Русская Венера - [77]

Шрифт
Интервал

— Ни-че-го себе! Этак за один тост вы чуть ли не в родственники выбьетесь. Нет. Северяне очень торопятся. Давайте спокойнее: за знакомства, в которых потом не раскаешься.

— Можно и так.

Через минуту, глядя с неким отстраненно-щемящим чувством на ее заалевшие, чудесно ожившие щеки:

— Вот уж не думал, не гадал, что такой вечер мне выпадает. Таня, можно узнать, как вы живете?

— Во-первых, не радуйтесь. Я не подарок. Во-вторых, если не о чем спрашивать, помолчите.

— Я же вам не на улице кричу: как живете? Можно же всерьез отвечать.

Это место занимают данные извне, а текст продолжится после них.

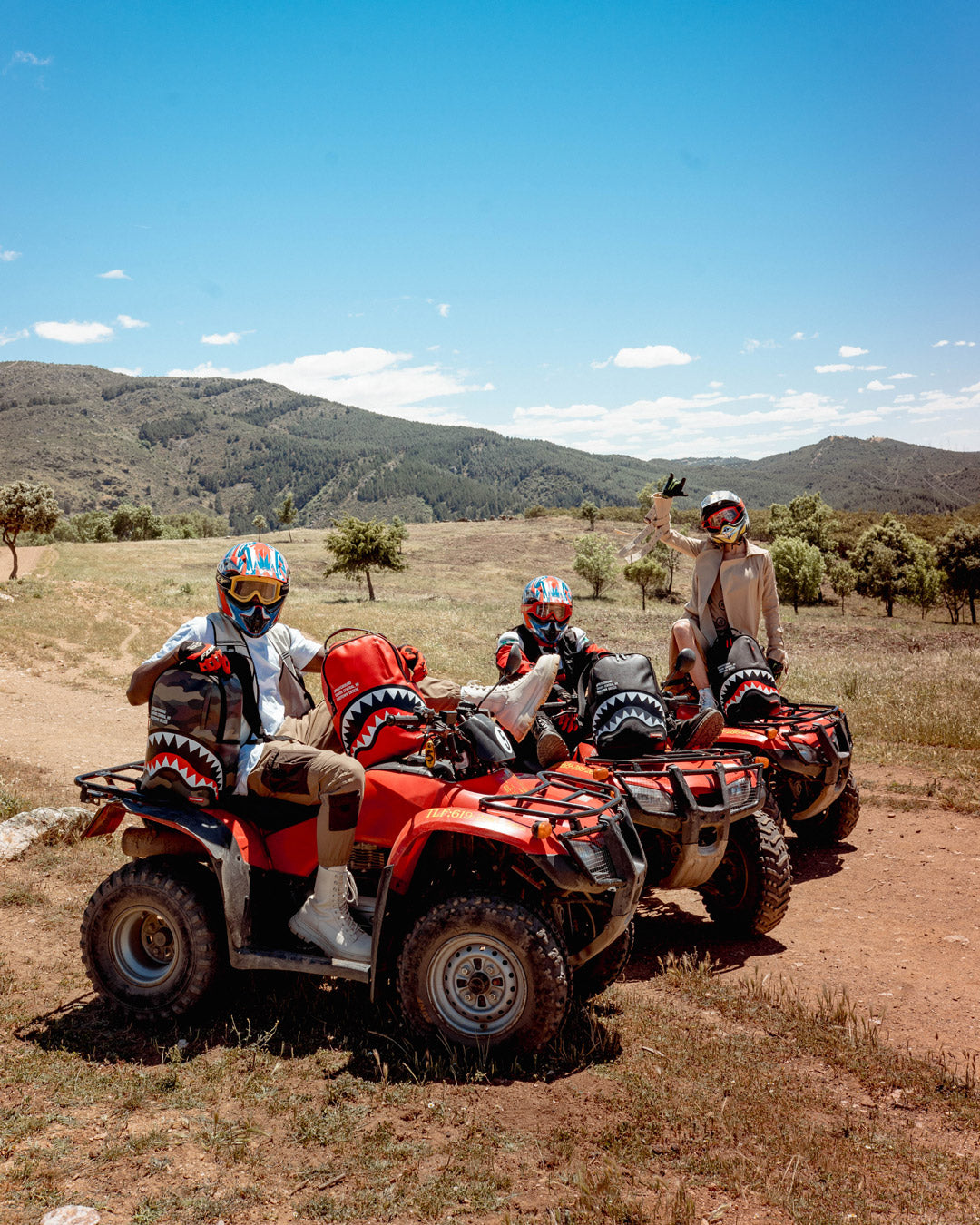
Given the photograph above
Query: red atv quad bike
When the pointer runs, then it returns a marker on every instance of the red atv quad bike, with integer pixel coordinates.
(702, 823)
(808, 750)
(487, 895)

— Я не замужем. Живу на квартире. Приближаюсь к тридцати. А вы, конечно, холостяк?

— Я как-то не поспеваю за вами. Почему «конечно»?

— Бросьте эти командировочные хитрости. Все вы — холостяки, и у всех у вас разбитая жизнь.

— Бог с вами, Таня? Откуда вы это взяли?

— Знаю. А может, чушь говорю. Захотелось — сказала. — Она надула губы, резко почиркала вилкой по салфетке.

— Вот это мне понятно. Захотелось — и весь спрос. Ну наконец-то и крупу принесли.

— Какую крупу?

— Ну, вы же как мышь на крупу надулись. И я подумал…

Улыбнулась, вздохнула, достала из сумочки сигареты.

Он рассмешил ее, рассказав, как однажды на охоте спросонья принял свою же собаку за медведя и как быстро, ловко убегал на четвереньках в кромешной тьме и ни разу ни обо что не ударился.

— Вы молодец. Я боялась, вы начнете какие-нибудь героические северные истории. Про спирт, про молчаливое мужество, как волосы по утрам к тюфяку примерзают. А вы — смешное и очень милое.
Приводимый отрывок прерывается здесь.